In the same vein, Gerard suggests, “Once you’ve turned in all of your applications, you still aren’t done. Start looking for scholarships, make sure you look at your email every day. Talk to people about your options. Many scholarship application deadlines are on March 1st and they require essays.”

“I guess my biggest piece of advice would be to actually not really stress about this because, at the end of the day, it doesn’t really matter,” Jolene concludes. “I think it can get so competitive and so cut-throat and everyone has a lot of anxiety about where they’re going to go to college. But it doesn’t actually matter where you end up; it’s just what you do with where you go and the experience that you make out of it.”

Thank you, Jolene, Lexine, and Gerard, for your words of wisdom! Senior year is a stressful time, as they can all attest. But with some planning ahead and a zen outlook, the whole college process doesn’t have to be as anxiety-inducing as it’s often portrayed to be.

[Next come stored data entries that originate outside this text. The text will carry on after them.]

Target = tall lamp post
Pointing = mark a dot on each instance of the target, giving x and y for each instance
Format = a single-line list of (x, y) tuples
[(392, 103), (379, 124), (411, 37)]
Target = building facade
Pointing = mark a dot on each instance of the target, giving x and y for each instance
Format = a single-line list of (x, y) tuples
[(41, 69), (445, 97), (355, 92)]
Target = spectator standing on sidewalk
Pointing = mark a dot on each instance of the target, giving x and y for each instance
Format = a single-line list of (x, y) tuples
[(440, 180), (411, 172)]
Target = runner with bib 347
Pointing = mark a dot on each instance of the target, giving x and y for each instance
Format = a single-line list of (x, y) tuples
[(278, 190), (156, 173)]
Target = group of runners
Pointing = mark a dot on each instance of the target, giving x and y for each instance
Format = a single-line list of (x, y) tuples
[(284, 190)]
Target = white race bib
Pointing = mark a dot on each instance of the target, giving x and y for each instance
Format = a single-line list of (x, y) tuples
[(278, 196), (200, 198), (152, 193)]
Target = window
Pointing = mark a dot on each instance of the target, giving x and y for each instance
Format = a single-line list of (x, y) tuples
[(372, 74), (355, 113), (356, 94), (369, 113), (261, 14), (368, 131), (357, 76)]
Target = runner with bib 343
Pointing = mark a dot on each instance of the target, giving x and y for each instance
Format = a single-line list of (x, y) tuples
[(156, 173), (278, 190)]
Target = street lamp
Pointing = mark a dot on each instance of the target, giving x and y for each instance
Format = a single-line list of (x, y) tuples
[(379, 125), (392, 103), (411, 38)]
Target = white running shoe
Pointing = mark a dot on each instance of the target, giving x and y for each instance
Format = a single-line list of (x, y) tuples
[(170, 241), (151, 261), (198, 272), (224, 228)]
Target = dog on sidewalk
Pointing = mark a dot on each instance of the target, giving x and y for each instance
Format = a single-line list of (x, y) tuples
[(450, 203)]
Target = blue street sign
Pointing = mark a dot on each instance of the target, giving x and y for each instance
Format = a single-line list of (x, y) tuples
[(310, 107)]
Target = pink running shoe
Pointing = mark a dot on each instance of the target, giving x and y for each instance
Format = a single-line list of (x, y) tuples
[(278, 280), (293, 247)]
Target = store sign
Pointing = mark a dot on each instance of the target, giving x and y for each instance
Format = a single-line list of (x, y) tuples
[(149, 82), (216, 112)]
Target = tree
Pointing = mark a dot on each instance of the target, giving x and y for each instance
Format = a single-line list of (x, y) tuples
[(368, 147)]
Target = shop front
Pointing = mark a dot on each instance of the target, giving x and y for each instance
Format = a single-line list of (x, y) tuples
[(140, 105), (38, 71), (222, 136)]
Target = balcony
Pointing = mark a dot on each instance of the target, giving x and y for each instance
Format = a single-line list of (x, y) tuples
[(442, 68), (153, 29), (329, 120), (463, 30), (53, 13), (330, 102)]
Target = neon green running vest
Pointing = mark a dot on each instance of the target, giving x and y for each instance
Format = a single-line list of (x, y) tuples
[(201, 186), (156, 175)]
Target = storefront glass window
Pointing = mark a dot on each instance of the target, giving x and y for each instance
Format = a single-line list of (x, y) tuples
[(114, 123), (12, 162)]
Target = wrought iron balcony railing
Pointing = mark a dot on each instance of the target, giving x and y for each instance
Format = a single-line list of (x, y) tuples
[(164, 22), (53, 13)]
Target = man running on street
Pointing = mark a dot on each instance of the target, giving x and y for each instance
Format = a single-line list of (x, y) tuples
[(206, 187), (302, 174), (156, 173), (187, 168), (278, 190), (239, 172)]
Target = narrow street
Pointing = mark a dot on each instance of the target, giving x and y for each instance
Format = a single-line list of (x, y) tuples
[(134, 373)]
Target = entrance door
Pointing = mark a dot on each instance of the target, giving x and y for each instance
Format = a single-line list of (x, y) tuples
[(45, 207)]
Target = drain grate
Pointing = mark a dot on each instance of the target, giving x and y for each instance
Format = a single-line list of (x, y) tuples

Best of luck to this year’s juniors getting ready for their last year of high school. And congratulations again to the Class of 2021 on their imminent graduation! All of our best wishes for everyone starting twelfth grade or their freshman year of college this fall. In the meantime, have a wonderful summer!

Posted in Education Tips & Strategies, Student Voices

1 Comment

  1. Denise Wadsworth

    Thank you, Ava, for this wonderful article. College is about making connections and landing a job that brings you joy (and pays the bills).